Visual Research Methods: Creating Visual Narratives
Visual media are central to much of what we do in the I School, as well as other professions and research domains. Easy and low-cost video and still cameras, cameraphones, and audio recording devices make it easy to record such things as activity and interviews. Reports and presentations, face-to-face and distant, online and off, rely heavily on the visual. In design work, media are used both to inform design and to present design concepts and use scenarios.
However, our knowledge about how to effectively make, use, summarize, and present these media trails far behind our ability to create hours and gigabytes of content.
In this seminar, we will address both theoretical and practical issues of capturing video, audio, and still images and creating narratives and presentations. We will read from such areas as visual anthropology and visual studies; and we will get hands-on experience creating and editing our own media. This is not a technical course; nor is it a media production how-to.
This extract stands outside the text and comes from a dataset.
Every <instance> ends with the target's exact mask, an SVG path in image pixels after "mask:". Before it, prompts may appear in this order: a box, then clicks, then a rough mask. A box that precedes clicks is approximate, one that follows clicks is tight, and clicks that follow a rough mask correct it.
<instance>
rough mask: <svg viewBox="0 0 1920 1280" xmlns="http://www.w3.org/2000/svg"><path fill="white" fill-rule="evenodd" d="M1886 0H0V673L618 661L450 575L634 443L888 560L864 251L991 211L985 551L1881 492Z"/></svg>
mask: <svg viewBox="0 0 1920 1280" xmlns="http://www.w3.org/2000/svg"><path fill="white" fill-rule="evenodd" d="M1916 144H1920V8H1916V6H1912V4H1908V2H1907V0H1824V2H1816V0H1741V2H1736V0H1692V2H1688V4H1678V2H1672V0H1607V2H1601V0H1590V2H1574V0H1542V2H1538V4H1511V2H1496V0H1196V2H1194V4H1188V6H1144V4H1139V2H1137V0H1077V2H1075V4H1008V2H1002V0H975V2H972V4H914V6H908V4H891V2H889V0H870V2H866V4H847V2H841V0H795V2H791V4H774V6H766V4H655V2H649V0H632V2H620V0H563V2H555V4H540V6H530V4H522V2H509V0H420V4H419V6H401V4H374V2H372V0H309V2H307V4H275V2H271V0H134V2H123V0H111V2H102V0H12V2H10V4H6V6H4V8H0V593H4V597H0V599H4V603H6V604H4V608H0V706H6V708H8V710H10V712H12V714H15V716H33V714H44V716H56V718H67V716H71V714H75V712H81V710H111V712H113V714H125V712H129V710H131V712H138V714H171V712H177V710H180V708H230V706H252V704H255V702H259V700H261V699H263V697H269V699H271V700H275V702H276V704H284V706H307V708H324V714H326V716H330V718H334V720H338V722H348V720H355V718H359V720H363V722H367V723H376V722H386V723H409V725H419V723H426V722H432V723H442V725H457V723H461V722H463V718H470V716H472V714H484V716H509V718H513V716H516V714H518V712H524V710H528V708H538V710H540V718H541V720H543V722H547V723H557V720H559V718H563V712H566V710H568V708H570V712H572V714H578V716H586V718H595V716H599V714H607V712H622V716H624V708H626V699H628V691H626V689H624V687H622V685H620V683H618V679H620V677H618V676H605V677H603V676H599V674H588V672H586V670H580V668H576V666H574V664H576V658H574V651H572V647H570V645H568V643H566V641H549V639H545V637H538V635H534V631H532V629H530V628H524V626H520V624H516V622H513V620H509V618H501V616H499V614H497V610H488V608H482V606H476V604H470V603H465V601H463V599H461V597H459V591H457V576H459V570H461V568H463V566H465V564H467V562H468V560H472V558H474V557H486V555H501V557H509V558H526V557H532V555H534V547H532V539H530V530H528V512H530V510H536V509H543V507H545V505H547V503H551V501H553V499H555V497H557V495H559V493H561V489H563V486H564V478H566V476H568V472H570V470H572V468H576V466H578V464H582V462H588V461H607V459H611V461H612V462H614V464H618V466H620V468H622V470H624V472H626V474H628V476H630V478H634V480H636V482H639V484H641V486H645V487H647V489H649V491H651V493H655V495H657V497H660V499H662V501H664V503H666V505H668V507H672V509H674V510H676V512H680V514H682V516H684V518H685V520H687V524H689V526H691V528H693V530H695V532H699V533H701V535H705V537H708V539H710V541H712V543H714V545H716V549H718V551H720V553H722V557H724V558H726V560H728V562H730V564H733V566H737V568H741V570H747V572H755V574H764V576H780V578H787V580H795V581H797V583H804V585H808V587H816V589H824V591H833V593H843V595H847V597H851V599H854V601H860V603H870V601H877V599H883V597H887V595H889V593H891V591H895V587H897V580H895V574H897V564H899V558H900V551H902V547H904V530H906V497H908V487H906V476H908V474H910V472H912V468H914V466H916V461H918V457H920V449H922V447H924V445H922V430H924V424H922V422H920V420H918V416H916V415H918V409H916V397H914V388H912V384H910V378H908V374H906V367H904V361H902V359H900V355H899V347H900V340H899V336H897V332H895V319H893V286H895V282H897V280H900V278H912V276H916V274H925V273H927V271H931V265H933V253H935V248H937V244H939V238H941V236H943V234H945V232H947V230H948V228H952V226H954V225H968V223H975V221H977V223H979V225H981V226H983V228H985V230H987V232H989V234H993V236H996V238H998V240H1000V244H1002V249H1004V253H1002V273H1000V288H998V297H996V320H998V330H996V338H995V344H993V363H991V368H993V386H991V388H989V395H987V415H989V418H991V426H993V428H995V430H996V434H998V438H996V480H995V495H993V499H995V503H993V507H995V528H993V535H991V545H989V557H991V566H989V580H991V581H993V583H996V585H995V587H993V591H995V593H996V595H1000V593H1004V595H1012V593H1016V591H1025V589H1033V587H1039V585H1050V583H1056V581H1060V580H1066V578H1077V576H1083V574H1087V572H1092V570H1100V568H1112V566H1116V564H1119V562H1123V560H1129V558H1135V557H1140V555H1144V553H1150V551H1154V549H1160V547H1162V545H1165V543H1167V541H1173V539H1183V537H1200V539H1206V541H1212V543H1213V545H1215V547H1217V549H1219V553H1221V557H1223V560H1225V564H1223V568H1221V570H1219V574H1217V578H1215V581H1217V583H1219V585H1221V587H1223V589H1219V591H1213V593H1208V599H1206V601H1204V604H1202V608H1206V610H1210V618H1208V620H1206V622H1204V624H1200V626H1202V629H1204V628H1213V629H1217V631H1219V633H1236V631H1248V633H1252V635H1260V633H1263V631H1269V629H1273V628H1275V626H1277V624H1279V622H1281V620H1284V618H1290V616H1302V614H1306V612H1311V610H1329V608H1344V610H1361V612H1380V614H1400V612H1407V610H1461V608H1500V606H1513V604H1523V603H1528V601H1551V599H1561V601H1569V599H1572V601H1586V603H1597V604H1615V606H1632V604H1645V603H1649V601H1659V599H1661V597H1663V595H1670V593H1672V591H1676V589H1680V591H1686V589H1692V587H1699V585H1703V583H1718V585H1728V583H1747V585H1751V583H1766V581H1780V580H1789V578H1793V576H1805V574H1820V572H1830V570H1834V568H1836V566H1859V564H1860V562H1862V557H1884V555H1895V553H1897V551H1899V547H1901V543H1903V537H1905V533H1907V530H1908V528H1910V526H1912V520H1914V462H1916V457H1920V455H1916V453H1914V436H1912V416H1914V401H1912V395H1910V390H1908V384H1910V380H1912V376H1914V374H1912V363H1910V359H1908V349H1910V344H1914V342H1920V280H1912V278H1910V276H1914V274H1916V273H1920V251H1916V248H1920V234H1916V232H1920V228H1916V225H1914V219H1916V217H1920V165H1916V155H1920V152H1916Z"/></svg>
But we will cover some of the basics of making and editing media. Both theory and hands-on practice are needed to really delve into this domain.
No prior experience is necessary, but students who are already grappling with visual (and audio) media will find this course especially useful.
This course is appropriate for master's and Ph.D. students from the I School and other disciplines. It would be an excellent companion to I214, User Experience Research, or to I272, Qualitative Research Methods for Information Systems and Management, or equivalents, although there are no prerequisites.
For second year I School master's students, we'll pay special attention to visual media for final projects and presentations.